Germany's main opposition leader calls for European coalition on China ties
BERLIN, March 31 (Reuters) - Germany's main opposition leader on Friday called for Berlin to involve key allies in negotiations with China as part of a rethink of ties with Beijing that reflected a global "paradigm shift" in security and foreign policy.
Speaking in a Reuters interview, the head of the conservative CDU party, Friedrich Merz, said Germany could no longer rely on buying cheap gas from Russia and goods from around the world while relying on U.S. security.
Merz's comments reflect a growing rethink in German policy towards Beijing since Russia's invasion of Ukraine exposed Europe's heavy dependence on Russian energy.
It marks a departure from the era of former CDU Chancellor Angela Merkel, when China became Germany's biggest trade partner and a vital export market.
The 67-year-old arch conservative Merz became head of Merkel's Christian Democrats in 2022 promising a break from her centrist politics. According to a poll by the ZDF broadcaster this week, the CDU/CSU is polling nationally as Germany's biggest party bloc at 30%, gaining slightly while parties in the ruling coalition slipped, as Merz seeks to position himself to run for chancellor in 2025.
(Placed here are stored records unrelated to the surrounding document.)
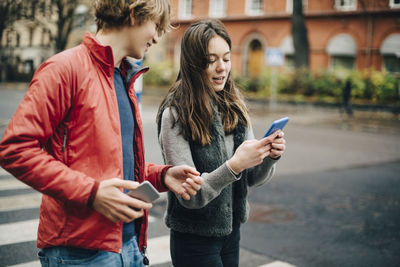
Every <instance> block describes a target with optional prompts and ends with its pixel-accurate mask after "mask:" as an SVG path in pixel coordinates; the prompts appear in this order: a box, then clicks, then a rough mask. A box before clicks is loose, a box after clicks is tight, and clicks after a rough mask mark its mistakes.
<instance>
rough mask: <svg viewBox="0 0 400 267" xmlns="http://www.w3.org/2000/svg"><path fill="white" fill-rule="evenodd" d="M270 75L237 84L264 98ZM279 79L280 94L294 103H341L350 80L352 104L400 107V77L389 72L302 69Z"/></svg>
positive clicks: (267, 87)
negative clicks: (307, 101) (303, 102)
mask: <svg viewBox="0 0 400 267" xmlns="http://www.w3.org/2000/svg"><path fill="white" fill-rule="evenodd" d="M271 75H272V71H271V70H270V69H267V70H265V71H264V72H263V73H262V74H261V75H260V77H258V78H257V79H251V78H249V77H236V78H235V81H236V83H237V84H238V86H239V87H241V88H242V89H243V90H244V91H245V92H247V93H249V94H250V95H253V96H254V95H255V96H258V97H263V98H264V97H269V96H270V94H271V92H270V91H271V88H270V87H271V79H272V77H271ZM277 76H278V77H277V87H278V94H280V95H285V96H291V97H290V98H291V99H307V98H309V99H314V100H316V99H318V101H320V102H326V101H329V102H336V103H340V102H341V101H342V95H343V89H344V86H345V84H346V82H347V81H348V80H350V82H351V89H352V90H351V97H352V101H354V102H358V103H364V104H380V105H385V104H397V105H400V101H399V95H398V94H399V92H398V90H399V89H398V88H399V87H398V86H399V77H397V76H395V75H394V74H391V73H388V72H381V71H376V70H364V71H348V70H343V69H341V70H340V69H336V70H333V71H332V70H330V71H328V70H324V71H320V72H317V73H311V72H309V71H307V70H304V69H300V70H297V71H287V70H282V71H279V72H278V73H277ZM300 96H302V97H300Z"/></svg>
"We need very close coordination with our European partners, especially with France," he said about China ties. "We must demonstrate that Germany is not alone in this, but is acting in close coordination with its European partners."
NO 'DAY TRIPS'
Merz called for a key representative of the French government to be involved in future talks between Germany and China. He stressed that consultations with Beijing were important, but added:
"They just shouldn't be day trips with oversized delegations and small agendas, they have to be well prepared and they have to produce results."
He said Germany should reduce the presence of technology from China's Huawei as soon as possible, but without ripping out existing Huawei systems from German networks.
Asked whether he would travel to Taiwan, after a recent visit by a German minister infuriated Beijing, Merz said he would not want to do so at present, so as not to be provocative.
Merz was speaking ahead of French President Emmanuel Macron's trip to China with European Commission President Ursula von der Leyen. The trip could see Beijing try to play divide and rule, said a non-Western diplomat who suggested China may try to insert a wedge into the Western camp and lure France away from the United States.
On European politics, Merz said his party would back von der Leyen for a second term as president in 2024.